PolicyBrief
H.RES. 414
119th CongressMay 15th 2025
Recognizing that the United States has a moral and legal obligation to provide reparations for the crime of enslavement of Africans and its lasting harm on the lives of millions of Black people in the United States.
IN COMMITTEE

This resolution asserts the Federal Government's moral and legal obligation to provide comprehensive reparations, including financial compensation, to descendants of enslaved Black people for centuries of systemic harm.

Summer Lee
D

Summer Lee

Representative

PA-12

LEGISLATION

Resolution Demands $16 Trillion in Reparations, Formal Apology, and 13th Amendment Change

This Congressional resolution is a formal statement asserting that the U.S. Federal Government has a moral and legal obligation to provide comprehensive reparations to descendants of enslaved Black people. It lays out a case detailing centuries of systemic harm—from chattel slavery to Jim Crow and ongoing discrimination—and calls for a massive, multi-faceted plan for redress. The resolution specifically estimates that the financial reparations needed to close the racial wealth gap amount to a minimum of $16,000,000,000,000 (16 trillion dollars), which would be an unprecedented fiscal commitment.

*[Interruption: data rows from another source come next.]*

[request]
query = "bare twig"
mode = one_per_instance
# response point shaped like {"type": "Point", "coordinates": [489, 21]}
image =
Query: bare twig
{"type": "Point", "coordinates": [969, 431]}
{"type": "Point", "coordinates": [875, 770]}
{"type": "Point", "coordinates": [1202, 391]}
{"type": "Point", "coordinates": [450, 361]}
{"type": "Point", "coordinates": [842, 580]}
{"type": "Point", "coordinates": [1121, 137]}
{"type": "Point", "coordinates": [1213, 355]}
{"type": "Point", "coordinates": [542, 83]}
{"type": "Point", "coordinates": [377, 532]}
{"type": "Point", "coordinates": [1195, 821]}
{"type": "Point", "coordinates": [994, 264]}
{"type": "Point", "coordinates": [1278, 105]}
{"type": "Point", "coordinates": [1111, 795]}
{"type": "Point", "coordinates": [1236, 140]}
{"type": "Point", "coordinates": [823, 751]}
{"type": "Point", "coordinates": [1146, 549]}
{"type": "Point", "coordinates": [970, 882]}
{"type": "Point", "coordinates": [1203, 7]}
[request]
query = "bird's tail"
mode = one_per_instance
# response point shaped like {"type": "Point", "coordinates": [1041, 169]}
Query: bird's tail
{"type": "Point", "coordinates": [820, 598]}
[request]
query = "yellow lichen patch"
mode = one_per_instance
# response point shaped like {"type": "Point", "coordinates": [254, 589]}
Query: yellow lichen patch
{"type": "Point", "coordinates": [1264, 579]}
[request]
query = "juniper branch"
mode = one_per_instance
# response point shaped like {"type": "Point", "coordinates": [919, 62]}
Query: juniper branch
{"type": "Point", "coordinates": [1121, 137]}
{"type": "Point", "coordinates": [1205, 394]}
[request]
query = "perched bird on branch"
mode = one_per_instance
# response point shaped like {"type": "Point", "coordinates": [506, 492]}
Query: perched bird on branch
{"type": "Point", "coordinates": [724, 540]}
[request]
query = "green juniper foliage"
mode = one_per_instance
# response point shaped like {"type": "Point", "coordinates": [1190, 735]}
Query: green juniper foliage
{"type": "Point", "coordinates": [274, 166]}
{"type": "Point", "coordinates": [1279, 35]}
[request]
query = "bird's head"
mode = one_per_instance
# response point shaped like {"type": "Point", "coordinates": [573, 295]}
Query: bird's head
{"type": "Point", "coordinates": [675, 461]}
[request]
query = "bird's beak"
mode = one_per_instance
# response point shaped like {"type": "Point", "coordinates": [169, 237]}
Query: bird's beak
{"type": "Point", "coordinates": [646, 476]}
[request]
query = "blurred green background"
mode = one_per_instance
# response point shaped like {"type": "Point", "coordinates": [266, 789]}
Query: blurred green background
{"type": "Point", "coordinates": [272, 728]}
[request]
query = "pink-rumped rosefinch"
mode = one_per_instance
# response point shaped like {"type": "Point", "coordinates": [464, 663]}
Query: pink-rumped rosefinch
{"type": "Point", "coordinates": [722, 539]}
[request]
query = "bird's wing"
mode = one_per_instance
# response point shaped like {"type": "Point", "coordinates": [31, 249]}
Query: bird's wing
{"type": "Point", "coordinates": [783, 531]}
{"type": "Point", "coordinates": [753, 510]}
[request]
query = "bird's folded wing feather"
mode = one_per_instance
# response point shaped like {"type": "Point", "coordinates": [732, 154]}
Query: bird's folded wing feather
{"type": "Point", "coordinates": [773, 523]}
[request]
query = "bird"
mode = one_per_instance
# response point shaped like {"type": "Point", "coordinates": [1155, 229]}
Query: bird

The $16 Trillion Question: Closing the Wealth Gap

For most people, $16 trillion is an abstract number, but the resolution ties it directly to the economic reality of the racial wealth gap. This is the difference in net worth between Black and White families, a gap the resolution argues is a direct legacy of denying Black Americans access to wealth-building opportunities like the Homestead Act, Social Security, and the G.I. Bill. If this resolution were to translate into law, the fiscal implications would be enormous, fundamentally reshaping the federal budget and requiring significant new revenue streams, which would directly affect every U.S. taxpayer.

Accountability and Constitutional Shifts

Beyond the financial demand, the resolution requires several significant non-monetary changes. First, it demands a formal apology from the government for state-sanctioned slavery and subsequent anti-Black practices. Second, it calls for a major constitutional change: amending the 13th Amendment to repeal the clause that allows slavery or involuntary servitude as punishment for a crime. This clause is often cited as the legal basis for forced labor and low wages in the modern prison system, so changing it would fundamentally alter the landscape of criminal justice and incarceration.

Property Disputes and Real-World Restitution

One of the most complex proposed actions is the call for the restoration or adequate compensation for property unjustly taken through mechanisms like racially restrictive covenants or eminent domain. Think about a family whose land was taken generations ago under questionable circumstances. This provision opens the door for potential legal claims and disputes over current property ownership, requiring the government to establish clear—though currently undefined—criteria for what constitutes "unjustly taken" property and how to value it decades later. This could create significant uncertainty for homeowners and businesses currently occupying land that might be subject to a claim.

Education, Health, and Cultural Repair

Finally, the resolution demands systemic changes aimed at long-term repair. This includes requiring public school curricula to critically examine the history of slavery and Jim Crow, and providing free education for students attending Historically Black Colleges and Universities (HBCUs) who commit to serving Black communities. It also mandates institutionalizing culturally appropriate mental health services and strengthening community hospitals. These provisions aim to address disparities in education and health that the resolution attributes directly to the historical denial of resources and opportunities, attempting to repair the damage far beyond a simple cash payment.